La problématique de la sécurité est, par nature, forcément polymorphe. Le sociologue allemand Ulrich Beck a pu dire à ce sujet que « ce ne sont pas les risques qui ont changé au cours des dernières décennies, mais la perception que nous en avons ». En résulte une appréhension de la complexité de la question à travers la contribution d’une dizaine d’auteurs, tous experts, analystes de la sécurité collective, praticiens de la sûreté et personnalités politiques ; à l’exception notable des représentants de l’UDF complètement oubliés dans cet ouvrage donnant l’impression d’un dialogue forcément un peu réducteur quant aux réponses à proposer par le législateur. Oubli dommageable pour la cohérence de l’ouvrage, quand on sait la place importante prise pour les différentes propositions concernant les réformes des institutions de la sécurité pendant la campagne pour l’élection présidentielle.
Le journaliste Nicolas Arpagian, ancien auditeur de l’Institut national des hautes études de sécurité (INHES), chargé de cours à l’Université Paris II, réussit néanmoins à rassembler la diversité des expériences vécues et faire le lien entre les multiples propositions présentées. C’est ainsi qu’il aboutit à la conclusion selon laquelle aucun des acteurs mentionnés n’est en mesure de résoudre à lui seul des problèmes qui réclament une cohérence d’ensemble et la pratique permanente de la synergie des moyens mis en œuvre pour les résoudre.
Le problème est ainsi posé d’une manière toute simple, mais non réductrice : pour anticiper les dangers, prévenir les risques et pour faire face à la menace, que convient-il de faire (agir ou laisser faire) et avec qui le fait-on (acteurs publics ou recours à l’expertise privée) ?
Comme le rappelle le commissaire Lacarrière, fort de son expérience à la croisée de la sécurité intérieure et extérieure, la demande de sécurité s’inscrit au plus intime de notre vécu individuel et de nos comportements sociaux et professionnels dans la collectivité…
Les coauteurs analysent ainsi tous les facteurs (économiques, juridiques, sociologiques, éthiques) propres à stimuler et répondre à cette demande croissante de sécurité, dans une société où elle est partout… à l’école, sur le lieu de travail, sur la route. N’évoque-t-on pas les sécurités humaine, informatique, alimentaire, économique ?
Ce sont, fort naturellement, les émeutes de novembre 2005 dans les banlieues, l’occurrence des menaces de nature terroriste sur le territoire, ainsi que leur caractère diffus et volatil, qui mettent en évidence la nécessaire prise en compte du contexte international et des implications géopolitiques, tout en considérant le toujours difficile équilibre entre libertés individuelles et sécurité collective.

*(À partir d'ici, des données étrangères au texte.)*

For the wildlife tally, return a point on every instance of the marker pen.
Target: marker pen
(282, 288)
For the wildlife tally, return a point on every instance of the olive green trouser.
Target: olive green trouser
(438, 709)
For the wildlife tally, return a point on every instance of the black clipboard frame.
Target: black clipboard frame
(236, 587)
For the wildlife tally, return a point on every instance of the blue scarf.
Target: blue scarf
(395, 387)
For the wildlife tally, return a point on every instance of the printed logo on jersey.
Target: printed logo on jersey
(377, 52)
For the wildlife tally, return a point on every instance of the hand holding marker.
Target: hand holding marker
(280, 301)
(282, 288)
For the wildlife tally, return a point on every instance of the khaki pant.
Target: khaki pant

Ces questions méritent, en effet, d’être posées. C’est ce que réussit cet ouvrage collectif, pionnier à bien des égards, en tentant des réponses. Sont ainsi évoqués le défi de l’insécurité dans les banlieues et son caractère évolutif, la difficile gestation de l’espace judiciaire et de la sécurité intérieure par l’Union européenne (conformément au Programme de La Haye – 2005-2010 – visant à assurer aux citoyens européens un espace de Justice, Liberté et de Sécurité sans frontières intérieures), le chantier d’avenir de la sécurité civile en France et au niveau international, tout comme la révolution intellectuelle et culturelle liée à la prise en compte de l’intelligence économique par les acteurs étatiques (qu’est venu confirmer la création du poste de Haut responsable à l’intelligence économique sous l’égide du SGDN), les universités et le monde de l’entreprise dans un cadre à la fois pragmatique et opérationnel.
Par ailleurs, l’émergence du phénomène de privatisation de la sécurité accompagne également un marché exponentiel et très lucratif lié aux nouvelles technologies et à leurs applications sur le marché de la sécurité, notamment dans le domaine particulièrement sensible des systèmes de transmission de l’information.
Cet important ouvrage dresse donc un bilan honnête et porte un regard sans complaisance sur ce besoin de sûreté qui est bien souvent profondément contradictoire : on voudrait davantage de policiers tout en payant moins d’impôts ; un même niveau de sécurité partout en France alors que 50 % de la population est rassemblée sur 5 % du territoire national ; des agents de sécurité privée irréprochables tout en ne choisissant que les moins chers lors des appels d’offres ; vivre entourés des technologies de l’information sans prendre la peine d’appréhender les menaces et les nouvelles formes de contrôle qu’elles suscitent ; on a recours à des cabinets de conseils et d’audits en analyse stratégique et intelligence économique, sans la moindre exigence d’éthique.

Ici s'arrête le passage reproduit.